João Gilberto e a sua célebre batida no violão tornaram-se ícones da Bossa Nova. 

Também o jeito minimalista de João cantar é uma marca registrada da Bossa Nova.

Adoro a Bossa Nova, et pour cause João Gilberto. Divirto-me  com suas idiossincrasias lendárias que muitos criticam e não toleram.

Pois antes de João Gilberto (e não me refiro ao grande Mário Reis), na verdade contemporâneo dele, havia um cantor que fez muito sucesso e se tornou reconhecido sempre cantando baixinho, suave, gostoso como o quê. Faz parte daquele grupo que no início da década de 50 promoveu a transição dos compositores grandiloquentes e dos cantores de peito para o jeito intimista de cantar e compor.

Trata-se do mestre Tito Madi, nome artístico do filho de imigrantes libaneses Chauki Maddi, paulista de Pirajuí e que felizmente continua por aqui, na glória dos seus 83 anos.

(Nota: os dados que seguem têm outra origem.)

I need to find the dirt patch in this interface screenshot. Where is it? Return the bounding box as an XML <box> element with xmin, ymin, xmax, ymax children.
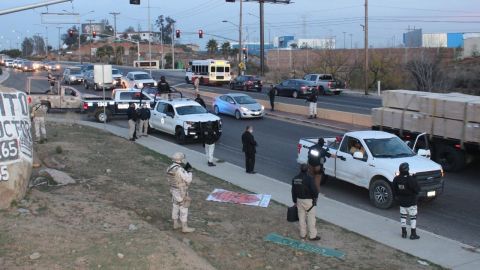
<box><xmin>0</xmin><ymin>124</ymin><xmax>444</xmax><ymax>269</ymax></box>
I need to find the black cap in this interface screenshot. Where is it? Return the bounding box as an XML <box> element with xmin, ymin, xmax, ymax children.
<box><xmin>398</xmin><ymin>162</ymin><xmax>410</xmax><ymax>175</ymax></box>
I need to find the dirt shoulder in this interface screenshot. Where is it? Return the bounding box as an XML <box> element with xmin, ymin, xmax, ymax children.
<box><xmin>0</xmin><ymin>124</ymin><xmax>438</xmax><ymax>269</ymax></box>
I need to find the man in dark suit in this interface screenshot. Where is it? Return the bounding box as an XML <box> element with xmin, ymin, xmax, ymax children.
<box><xmin>242</xmin><ymin>126</ymin><xmax>257</xmax><ymax>174</ymax></box>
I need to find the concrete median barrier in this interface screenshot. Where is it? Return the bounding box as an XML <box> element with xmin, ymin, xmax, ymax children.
<box><xmin>0</xmin><ymin>86</ymin><xmax>33</xmax><ymax>209</ymax></box>
<box><xmin>181</xmin><ymin>89</ymin><xmax>372</xmax><ymax>128</ymax></box>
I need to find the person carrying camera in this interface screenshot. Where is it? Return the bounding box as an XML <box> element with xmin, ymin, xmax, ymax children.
<box><xmin>167</xmin><ymin>152</ymin><xmax>195</xmax><ymax>233</ymax></box>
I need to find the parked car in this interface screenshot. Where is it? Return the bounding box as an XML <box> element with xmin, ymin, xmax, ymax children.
<box><xmin>83</xmin><ymin>70</ymin><xmax>115</xmax><ymax>91</ymax></box>
<box><xmin>62</xmin><ymin>67</ymin><xmax>83</xmax><ymax>84</ymax></box>
<box><xmin>213</xmin><ymin>94</ymin><xmax>265</xmax><ymax>119</ymax></box>
<box><xmin>303</xmin><ymin>74</ymin><xmax>346</xmax><ymax>95</ymax></box>
<box><xmin>122</xmin><ymin>71</ymin><xmax>157</xmax><ymax>88</ymax></box>
<box><xmin>21</xmin><ymin>61</ymin><xmax>35</xmax><ymax>72</ymax></box>
<box><xmin>112</xmin><ymin>68</ymin><xmax>123</xmax><ymax>87</ymax></box>
<box><xmin>5</xmin><ymin>59</ymin><xmax>13</xmax><ymax>67</ymax></box>
<box><xmin>230</xmin><ymin>75</ymin><xmax>262</xmax><ymax>92</ymax></box>
<box><xmin>274</xmin><ymin>79</ymin><xmax>316</xmax><ymax>98</ymax></box>
<box><xmin>297</xmin><ymin>130</ymin><xmax>445</xmax><ymax>209</ymax></box>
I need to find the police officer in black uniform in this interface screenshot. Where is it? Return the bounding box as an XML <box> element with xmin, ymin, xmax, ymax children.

Certa feita, João Gilberto pediu-lhe emprestado o violão, por achar que o som e a afinação eram melhores do que o dele. Empolgado, João queria ficar com o instrumento e como Tito não concordasse, quebrou-lhe o violão na cabeça. O ferimento deixou uma cicatriz permanente na testa de Tito Madi, que depois disso passou a dizer que ninguém conhecia tão bem quanto ele a batida de violão do João…

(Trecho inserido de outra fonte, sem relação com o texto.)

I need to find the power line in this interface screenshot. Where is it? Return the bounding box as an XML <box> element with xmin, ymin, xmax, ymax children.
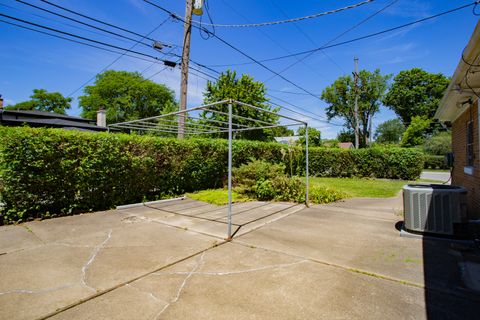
<box><xmin>15</xmin><ymin>0</ymin><xmax>166</xmax><ymax>47</ymax></box>
<box><xmin>0</xmin><ymin>19</ymin><xmax>158</xmax><ymax>63</ymax></box>
<box><xmin>143</xmin><ymin>0</ymin><xmax>320</xmax><ymax>100</ymax></box>
<box><xmin>270</xmin><ymin>0</ymin><xmax>345</xmax><ymax>73</ymax></box>
<box><xmin>0</xmin><ymin>13</ymin><xmax>172</xmax><ymax>62</ymax></box>
<box><xmin>40</xmin><ymin>0</ymin><xmax>172</xmax><ymax>42</ymax></box>
<box><xmin>188</xmin><ymin>0</ymin><xmax>375</xmax><ymax>28</ymax></box>
<box><xmin>222</xmin><ymin>0</ymin><xmax>326</xmax><ymax>82</ymax></box>
<box><xmin>0</xmin><ymin>3</ymin><xmax>131</xmax><ymax>41</ymax></box>
<box><xmin>68</xmin><ymin>17</ymin><xmax>170</xmax><ymax>97</ymax></box>
<box><xmin>206</xmin><ymin>0</ymin><xmax>480</xmax><ymax>67</ymax></box>
<box><xmin>267</xmin><ymin>0</ymin><xmax>398</xmax><ymax>81</ymax></box>
<box><xmin>178</xmin><ymin>64</ymin><xmax>342</xmax><ymax>126</ymax></box>
<box><xmin>0</xmin><ymin>13</ymin><xmax>211</xmax><ymax>91</ymax></box>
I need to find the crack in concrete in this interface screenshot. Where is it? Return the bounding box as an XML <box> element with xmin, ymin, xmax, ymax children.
<box><xmin>152</xmin><ymin>251</ymin><xmax>205</xmax><ymax>320</ymax></box>
<box><xmin>125</xmin><ymin>283</ymin><xmax>168</xmax><ymax>304</ymax></box>
<box><xmin>81</xmin><ymin>229</ymin><xmax>113</xmax><ymax>292</ymax></box>
<box><xmin>153</xmin><ymin>259</ymin><xmax>309</xmax><ymax>276</ymax></box>
<box><xmin>0</xmin><ymin>284</ymin><xmax>76</xmax><ymax>296</ymax></box>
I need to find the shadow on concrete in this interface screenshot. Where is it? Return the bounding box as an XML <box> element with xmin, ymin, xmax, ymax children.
<box><xmin>404</xmin><ymin>186</ymin><xmax>480</xmax><ymax>319</ymax></box>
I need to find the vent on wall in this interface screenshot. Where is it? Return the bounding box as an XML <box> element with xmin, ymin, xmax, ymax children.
<box><xmin>403</xmin><ymin>184</ymin><xmax>467</xmax><ymax>235</ymax></box>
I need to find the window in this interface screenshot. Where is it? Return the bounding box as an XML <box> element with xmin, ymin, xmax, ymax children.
<box><xmin>467</xmin><ymin>121</ymin><xmax>474</xmax><ymax>167</ymax></box>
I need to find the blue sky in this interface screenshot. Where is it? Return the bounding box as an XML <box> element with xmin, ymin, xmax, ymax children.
<box><xmin>0</xmin><ymin>0</ymin><xmax>477</xmax><ymax>138</ymax></box>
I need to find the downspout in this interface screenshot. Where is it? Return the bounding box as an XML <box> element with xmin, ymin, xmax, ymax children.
<box><xmin>473</xmin><ymin>98</ymin><xmax>480</xmax><ymax>169</ymax></box>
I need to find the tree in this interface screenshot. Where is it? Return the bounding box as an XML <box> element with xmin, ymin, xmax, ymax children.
<box><xmin>383</xmin><ymin>68</ymin><xmax>450</xmax><ymax>126</ymax></box>
<box><xmin>297</xmin><ymin>127</ymin><xmax>322</xmax><ymax>147</ymax></box>
<box><xmin>401</xmin><ymin>116</ymin><xmax>432</xmax><ymax>147</ymax></box>
<box><xmin>78</xmin><ymin>70</ymin><xmax>175</xmax><ymax>123</ymax></box>
<box><xmin>337</xmin><ymin>129</ymin><xmax>355</xmax><ymax>143</ymax></box>
<box><xmin>5</xmin><ymin>89</ymin><xmax>72</xmax><ymax>114</ymax></box>
<box><xmin>375</xmin><ymin>118</ymin><xmax>405</xmax><ymax>143</ymax></box>
<box><xmin>322</xmin><ymin>69</ymin><xmax>390</xmax><ymax>146</ymax></box>
<box><xmin>201</xmin><ymin>70</ymin><xmax>279</xmax><ymax>141</ymax></box>
<box><xmin>423</xmin><ymin>131</ymin><xmax>452</xmax><ymax>156</ymax></box>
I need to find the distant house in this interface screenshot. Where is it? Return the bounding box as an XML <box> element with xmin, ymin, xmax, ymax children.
<box><xmin>0</xmin><ymin>101</ymin><xmax>108</xmax><ymax>131</ymax></box>
<box><xmin>435</xmin><ymin>22</ymin><xmax>480</xmax><ymax>218</ymax></box>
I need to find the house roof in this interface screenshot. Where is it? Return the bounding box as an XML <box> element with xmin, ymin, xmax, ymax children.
<box><xmin>435</xmin><ymin>22</ymin><xmax>480</xmax><ymax>122</ymax></box>
<box><xmin>0</xmin><ymin>110</ymin><xmax>107</xmax><ymax>131</ymax></box>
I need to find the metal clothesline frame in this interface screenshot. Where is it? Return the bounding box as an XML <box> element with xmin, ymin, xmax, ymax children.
<box><xmin>109</xmin><ymin>99</ymin><xmax>309</xmax><ymax>240</ymax></box>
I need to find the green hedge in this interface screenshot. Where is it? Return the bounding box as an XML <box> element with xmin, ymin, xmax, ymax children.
<box><xmin>0</xmin><ymin>127</ymin><xmax>423</xmax><ymax>223</ymax></box>
<box><xmin>300</xmin><ymin>148</ymin><xmax>423</xmax><ymax>180</ymax></box>
<box><xmin>424</xmin><ymin>154</ymin><xmax>450</xmax><ymax>170</ymax></box>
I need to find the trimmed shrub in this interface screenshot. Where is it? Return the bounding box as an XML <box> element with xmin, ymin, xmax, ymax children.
<box><xmin>0</xmin><ymin>127</ymin><xmax>423</xmax><ymax>223</ymax></box>
<box><xmin>297</xmin><ymin>148</ymin><xmax>424</xmax><ymax>180</ymax></box>
<box><xmin>308</xmin><ymin>186</ymin><xmax>348</xmax><ymax>204</ymax></box>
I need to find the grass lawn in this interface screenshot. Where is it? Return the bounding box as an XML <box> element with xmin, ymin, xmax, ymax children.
<box><xmin>309</xmin><ymin>177</ymin><xmax>408</xmax><ymax>198</ymax></box>
<box><xmin>186</xmin><ymin>177</ymin><xmax>409</xmax><ymax>205</ymax></box>
<box><xmin>186</xmin><ymin>189</ymin><xmax>252</xmax><ymax>206</ymax></box>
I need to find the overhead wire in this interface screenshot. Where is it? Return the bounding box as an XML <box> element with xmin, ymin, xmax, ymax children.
<box><xmin>206</xmin><ymin>0</ymin><xmax>480</xmax><ymax>67</ymax></box>
<box><xmin>15</xmin><ymin>0</ymin><xmax>168</xmax><ymax>47</ymax></box>
<box><xmin>0</xmin><ymin>19</ymin><xmax>157</xmax><ymax>62</ymax></box>
<box><xmin>0</xmin><ymin>13</ymin><xmax>172</xmax><ymax>62</ymax></box>
<box><xmin>222</xmin><ymin>0</ymin><xmax>332</xmax><ymax>84</ymax></box>
<box><xmin>270</xmin><ymin>0</ymin><xmax>345</xmax><ymax>73</ymax></box>
<box><xmin>68</xmin><ymin>17</ymin><xmax>170</xmax><ymax>97</ymax></box>
<box><xmin>40</xmin><ymin>0</ymin><xmax>174</xmax><ymax>45</ymax></box>
<box><xmin>0</xmin><ymin>3</ymin><xmax>131</xmax><ymax>41</ymax></box>
<box><xmin>267</xmin><ymin>0</ymin><xmax>399</xmax><ymax>81</ymax></box>
<box><xmin>143</xmin><ymin>0</ymin><xmax>320</xmax><ymax>99</ymax></box>
<box><xmin>188</xmin><ymin>0</ymin><xmax>375</xmax><ymax>28</ymax></box>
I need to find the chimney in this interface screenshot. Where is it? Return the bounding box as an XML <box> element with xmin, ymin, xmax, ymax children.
<box><xmin>97</xmin><ymin>107</ymin><xmax>107</xmax><ymax>127</ymax></box>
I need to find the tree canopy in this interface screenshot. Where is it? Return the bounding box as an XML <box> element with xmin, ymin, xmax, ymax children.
<box><xmin>401</xmin><ymin>116</ymin><xmax>432</xmax><ymax>147</ymax></box>
<box><xmin>5</xmin><ymin>89</ymin><xmax>72</xmax><ymax>114</ymax></box>
<box><xmin>201</xmin><ymin>70</ymin><xmax>279</xmax><ymax>141</ymax></box>
<box><xmin>321</xmin><ymin>69</ymin><xmax>390</xmax><ymax>146</ymax></box>
<box><xmin>79</xmin><ymin>70</ymin><xmax>175</xmax><ymax>123</ymax></box>
<box><xmin>375</xmin><ymin>118</ymin><xmax>405</xmax><ymax>143</ymax></box>
<box><xmin>297</xmin><ymin>126</ymin><xmax>322</xmax><ymax>147</ymax></box>
<box><xmin>423</xmin><ymin>131</ymin><xmax>452</xmax><ymax>156</ymax></box>
<box><xmin>383</xmin><ymin>68</ymin><xmax>450</xmax><ymax>126</ymax></box>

Brenno tem uma canção lindíssima, que durante muito tempo nos acalentou o sonho de que fosse gravada por Tito Madi. Chegamos a planejar várias maneiras mirabolantes de chegar até ele para lhe mostrar a música. Quem sabe ainda…

 

                                          DECERTO

 

 

 

Brenno 2

                                                                 Brenno Martins

 

 

 

                        Decerto

                        que o incerto

                        em meu mundo

                        se resume na frequência

                        da ausência de você.

 

                        Decerto

                        que a dúvida

                        em meu mundo

                        se baseia em meu silêncio

                        neste imenso não dizer.

 

                        Talvez

                        desta vez

                        eu não minta

                        eu não sinta

                        o medo

                        de me dizer

                        que eu te perdi

 

                        Mas como dizer

                        pra você

                        que eu te amei

                        que eu chorei

                        e bebi

                        e depois me perdi

                        e morri

                        sem dizer.

 

                        Transcrevo a letra de memória, cantarolando a melodia tão bela quanto (me corrija, Brenno, sem me quebrar o violão na cabeça…).

 

 

 

Ledor

 

 

                                               LIDA

 

 

 Brenno Augusto Spinelli Martins

 

 

                                   O que lia Camões?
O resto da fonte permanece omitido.